Investing.com - The euro dipped against an advancing dollar on Monday after investors flocked to safety in the greenback on news Japan unexpectedly dipped into a recession last quarter
In U.S. trading, EUR/USD was down 0.57% at 1.2455, up from a session low of 1.2446 and off a high of 1.2577.
The pair was likely to find support at 1.2397, Friday's low, and resistance at 1.2578, the high from Nov. 4.
Official data released earlier revealed that Japan’s gross domestic product contracted by an annualized 1.6% in the third quarter following a 7.3% drop in the preceding quarter, which puts the country in a recession.
Economists were forecasting a 2.3% growth rate, and the unexpected contraction sparked concerns that the global economy may be battling headwinds.
Separately, Japanese Prime Minister Shinzo Abe was expected to postpone a planned sales tax increase due to come into effect next year after a sales tax hike in April of this year acted as a drag on growth.
The prime minister was also expected to call for snap elections which could take place as soon as next month.
News of Japan's recession offset mixed U.S. economic indicators.
The Federal Reserve reported earlier that industrial production contracted by 0.1% in October, disappointing expectations for a gain of 0.3%.
Industrial production for September was revised down to a gain of 0.8% from a previously reported increase of 1.0%.
The report showed that the capacity utilization rate, a measure of how fully firms are using their resources, dipped to 78.9% in October from 79.2% in September, missing expectations for a 79.3% reading.
In a separate report, the Federal Reserve Bank of New York said that its general business conditions index increased to 10.2 this month 6.2 in October. Analysts had expected the index to rise to 11.1 in November, though a reading above 0.0 indicates improving conditions, which gave the dollar support.
The new orders index rose eleven points to 9.1, and the shipments index advanced eleven points to 11.8.
The index for number of employees edged down to 8.5 but remained positive, indicating that employment levels grew, which also bolstered the greenback.
Indexes for the six-month outlook were generally higher this month and conveyed a strong degree of optimism about future business conditions.
The Empire State index is of interest to traders primarily because it is seen as an early forecast of the Institute for Supply Management's widely-watched factory survey.
Meanwhile in Europe, Germany’s Bundesbank warned in its monthly report that the outlook for growth in the region’s largest economy was likely to remain weak in the next few months.
“The further deterioration in economic expectations and the stagnation of new orders point to a rather sluggish course of economic development in Germany until at least the end of 2014," the Bundesbank said.

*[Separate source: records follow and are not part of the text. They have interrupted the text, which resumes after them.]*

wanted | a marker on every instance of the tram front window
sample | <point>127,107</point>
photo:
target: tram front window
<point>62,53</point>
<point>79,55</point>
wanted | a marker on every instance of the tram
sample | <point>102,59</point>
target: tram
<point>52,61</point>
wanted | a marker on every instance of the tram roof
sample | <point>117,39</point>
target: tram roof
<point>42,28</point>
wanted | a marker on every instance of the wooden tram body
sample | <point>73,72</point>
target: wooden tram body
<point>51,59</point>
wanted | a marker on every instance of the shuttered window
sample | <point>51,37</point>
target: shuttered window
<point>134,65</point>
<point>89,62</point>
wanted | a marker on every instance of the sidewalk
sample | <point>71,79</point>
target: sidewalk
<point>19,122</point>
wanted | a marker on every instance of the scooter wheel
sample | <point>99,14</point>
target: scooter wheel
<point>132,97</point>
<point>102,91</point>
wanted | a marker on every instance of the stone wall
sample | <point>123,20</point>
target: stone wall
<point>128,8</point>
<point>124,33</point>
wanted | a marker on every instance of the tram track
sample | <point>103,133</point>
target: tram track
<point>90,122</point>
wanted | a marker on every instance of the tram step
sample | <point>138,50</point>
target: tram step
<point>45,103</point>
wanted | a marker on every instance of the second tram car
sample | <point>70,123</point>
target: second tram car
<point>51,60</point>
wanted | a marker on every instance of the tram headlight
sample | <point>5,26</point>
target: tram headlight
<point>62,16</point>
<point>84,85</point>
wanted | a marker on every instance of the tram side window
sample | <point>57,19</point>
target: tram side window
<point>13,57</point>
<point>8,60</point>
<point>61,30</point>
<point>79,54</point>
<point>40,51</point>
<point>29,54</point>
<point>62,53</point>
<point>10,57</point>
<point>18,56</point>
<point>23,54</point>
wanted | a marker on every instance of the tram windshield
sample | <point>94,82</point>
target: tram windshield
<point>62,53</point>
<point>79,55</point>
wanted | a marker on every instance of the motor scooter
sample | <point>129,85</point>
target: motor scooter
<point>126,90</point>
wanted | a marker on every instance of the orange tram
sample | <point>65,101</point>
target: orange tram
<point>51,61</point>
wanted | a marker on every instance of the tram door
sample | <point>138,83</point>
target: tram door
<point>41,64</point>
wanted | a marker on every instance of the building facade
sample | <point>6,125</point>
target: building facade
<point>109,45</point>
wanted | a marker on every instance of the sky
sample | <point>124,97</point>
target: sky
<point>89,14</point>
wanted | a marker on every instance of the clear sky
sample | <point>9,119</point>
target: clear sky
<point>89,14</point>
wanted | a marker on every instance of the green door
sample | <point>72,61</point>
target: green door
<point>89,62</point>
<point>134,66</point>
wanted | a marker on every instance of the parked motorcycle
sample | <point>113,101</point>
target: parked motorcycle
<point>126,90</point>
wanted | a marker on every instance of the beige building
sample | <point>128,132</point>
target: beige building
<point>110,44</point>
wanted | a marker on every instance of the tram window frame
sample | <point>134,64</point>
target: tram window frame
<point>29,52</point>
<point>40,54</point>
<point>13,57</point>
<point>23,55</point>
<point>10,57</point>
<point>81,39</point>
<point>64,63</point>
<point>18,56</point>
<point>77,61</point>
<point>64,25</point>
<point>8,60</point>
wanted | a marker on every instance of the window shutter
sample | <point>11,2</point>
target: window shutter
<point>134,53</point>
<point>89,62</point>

“No marked recovery in important euro-area partner countries has yet materialized,” it added.
The report also argued that the European Central Bank should not embark on a larger stimulus program, saying it would not be constructive.
Earlier Monday, data showed that euro zone exports jumped 9% on a year-over-year basis in September, boosting the trade surplus to €17.7 billion, from €15.4 in August. The surge in exports boosted the outlook for third-quarter growth.
Elsewhere, the euro was down against the pound, with EUR/GBP down 0.46% at 0.7957, and down against the yen, with EUR/JPY down 0.45% at 145.02.
The yen dropped earlier on news of Japan's recession though it later bounced back.
On Tuesday, the ZEW Institute is to release its closely watched report on German economic sentiment, a leading indicator of economic health.
The U.S. is to release data on producer price inflation.